Kristina Lesley, director of the Tippecanoe Drug Free Coalition, said addiction doesn’t always start with intent, which further complicates the issue.
“What about the guy who goes in for back surgery and is prescribed a painkiller, and it no longer works so they get another painkiller, then the doctor cuts him off?
“But I’m already addicted to painkillers, (so) what do I do?” Lesley asked rhetorically. “I’m gonna use heroin because I’m addicted, and you just took away my source.”
C quickly graduated from magic markers to harder substances, eventually developing addictions to crack cocaine and heroin.
“I was raised where you don’t surrender,” he said. “You keep fighting. It was difficult to accept the powerlessness over addiction.”
At one point, C was taken to the hospital and had to call the Department of Child Services to ask them to get his children from his house.
“It’s a family disease, and it affects everyone,” he said. “A lot of parents and a lot of children don’t get to see their family members again.
“I hated me. I felt so much shame that I did everything I could to stay away from my family.”
That didn’t last forever, though, because for two of the seven years he was homeless, his children were living on the street with him.
“That was the most demoralizing part,” he said.
Not having a place to sleep each night made it even harder for C to kick his addiction.
“A lot of the individuals are going to bed thinking about how they’re gonna get more (drugs) tomorrow,” he said.
Paton said those at Gateway to Hope recognize that homeless people can be more likely to abuse drugs.
“The right to having your basic needs met shouldn’t go away just because you use drugs and have mental health concerns,” she said. “There’s not nearly enough support and connection for people that still use drugs and are open about that fact.”
She said connecting with people and allowing them to open up about their drug use is the best way to ensure they’re safe and they can get the help they need.
“The CDC says people that use a syringe program (like Gateway to Hope, which provides clean needles to those suffering addictions) are three times more likely to stop injecting altogether,” she said. “Giving dignity, compassion and respect to people shows them that they can have happy stable lives even if they still use drugs.”
Finding the resolve
NA meetings were a safety of their own for C, providing him with an escape from the elements and a warm cup of coffee, he said. He joined NA in 1995 when he was only 26 years old. But after 10 years in the program, he still hadn’t been sober for longer than a week.
“What do they have that I don’t?” he asked himself after watching other members get their black key chains for staying clean for multiple years.
He decided the answer was that they just took the program more seriously than he did. And the more rigorously he followed it, the better he became.
“What I found in NA is that we welcome everybody,” C said. “And we make people feel human.”
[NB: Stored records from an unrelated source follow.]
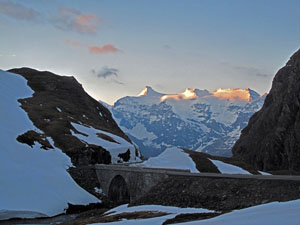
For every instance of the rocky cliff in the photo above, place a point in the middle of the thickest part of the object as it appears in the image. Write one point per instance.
(271, 141)
(78, 124)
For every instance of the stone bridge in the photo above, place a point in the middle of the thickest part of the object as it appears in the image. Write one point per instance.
(125, 183)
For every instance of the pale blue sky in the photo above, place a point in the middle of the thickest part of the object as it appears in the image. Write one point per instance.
(115, 47)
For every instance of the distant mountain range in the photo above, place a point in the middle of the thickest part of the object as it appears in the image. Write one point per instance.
(196, 119)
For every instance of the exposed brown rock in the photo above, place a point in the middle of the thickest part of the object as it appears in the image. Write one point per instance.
(271, 141)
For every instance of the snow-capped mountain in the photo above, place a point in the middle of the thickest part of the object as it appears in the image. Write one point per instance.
(196, 119)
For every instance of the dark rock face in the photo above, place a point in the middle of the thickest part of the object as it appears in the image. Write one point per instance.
(57, 101)
(271, 141)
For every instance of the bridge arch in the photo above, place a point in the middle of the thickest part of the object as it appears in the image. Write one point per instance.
(118, 190)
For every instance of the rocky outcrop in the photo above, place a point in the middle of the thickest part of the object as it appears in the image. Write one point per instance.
(271, 141)
(57, 102)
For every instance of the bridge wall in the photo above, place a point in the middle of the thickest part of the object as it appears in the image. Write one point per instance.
(138, 180)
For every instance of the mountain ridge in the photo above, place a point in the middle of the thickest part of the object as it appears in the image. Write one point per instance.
(194, 119)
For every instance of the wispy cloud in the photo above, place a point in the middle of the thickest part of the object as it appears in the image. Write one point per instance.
(70, 19)
(108, 48)
(109, 74)
(18, 11)
(106, 72)
(73, 43)
(251, 71)
(247, 70)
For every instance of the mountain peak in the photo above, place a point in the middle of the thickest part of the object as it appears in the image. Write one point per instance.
(148, 91)
(233, 94)
(189, 93)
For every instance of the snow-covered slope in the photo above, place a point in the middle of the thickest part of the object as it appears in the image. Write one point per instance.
(275, 213)
(196, 119)
(172, 158)
(113, 143)
(33, 181)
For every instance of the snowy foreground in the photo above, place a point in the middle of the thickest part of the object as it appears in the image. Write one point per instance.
(275, 213)
(172, 158)
(33, 182)
(176, 158)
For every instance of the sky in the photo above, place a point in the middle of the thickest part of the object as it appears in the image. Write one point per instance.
(116, 47)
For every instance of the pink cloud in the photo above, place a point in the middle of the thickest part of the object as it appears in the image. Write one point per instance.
(104, 49)
(73, 43)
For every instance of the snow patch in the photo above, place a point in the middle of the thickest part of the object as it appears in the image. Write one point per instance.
(275, 213)
(114, 148)
(173, 211)
(172, 158)
(58, 109)
(228, 168)
(34, 182)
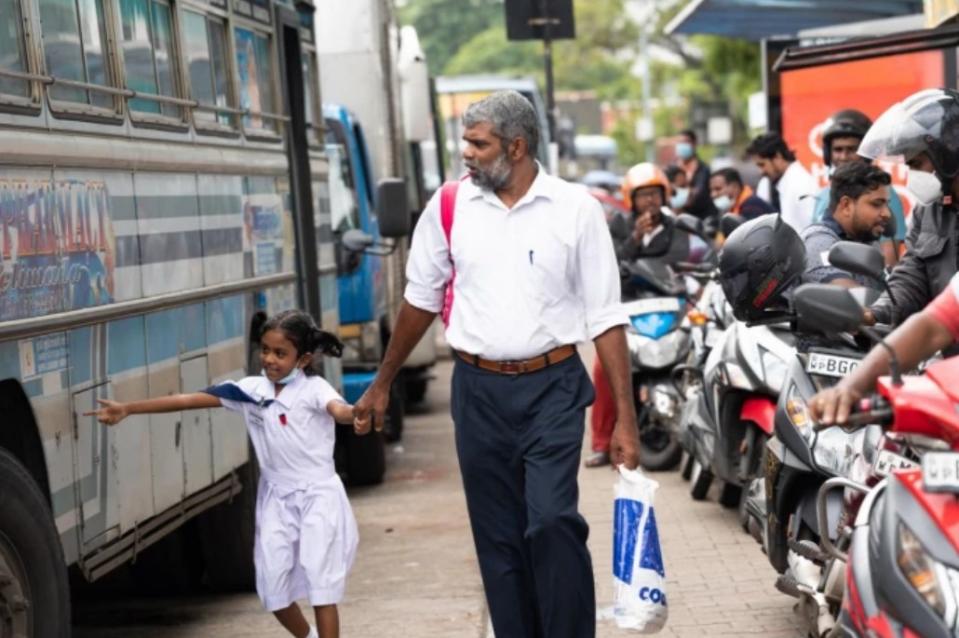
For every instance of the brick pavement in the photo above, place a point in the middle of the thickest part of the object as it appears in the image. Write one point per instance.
(416, 573)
He will be 15-years sober in October.
The 12-step program worked for Renfree as well. He’s now 4.5 months sober and speaks at places like the Tippecanoe County Jail, Sycamore Springs mental health facility and the LTHC Homeless Services to inspire people to work at turning their lives around.
“Tell them that they can never give up on themselves,” he recalled C telling him.
No matter how long he’s sober, Renfree said drugs will always be in the back of his head.
“That thought ceases real quickly,” he said, “because I already know the end result.
“Some people relapse after 25 years. Your addiction is still alive. It doesn’t go away. You don’t have a second chance to say, ‘I’m not gonna be an addict this time.’”
Now that he’s clean, Renfree said he appreciates giving back in any way he can.
“It makes me so grateful that I took the time to sit down and listen to someone who told me how to get clean,” he said. “To see people’s lives change is one of the things that keeps me coming back.”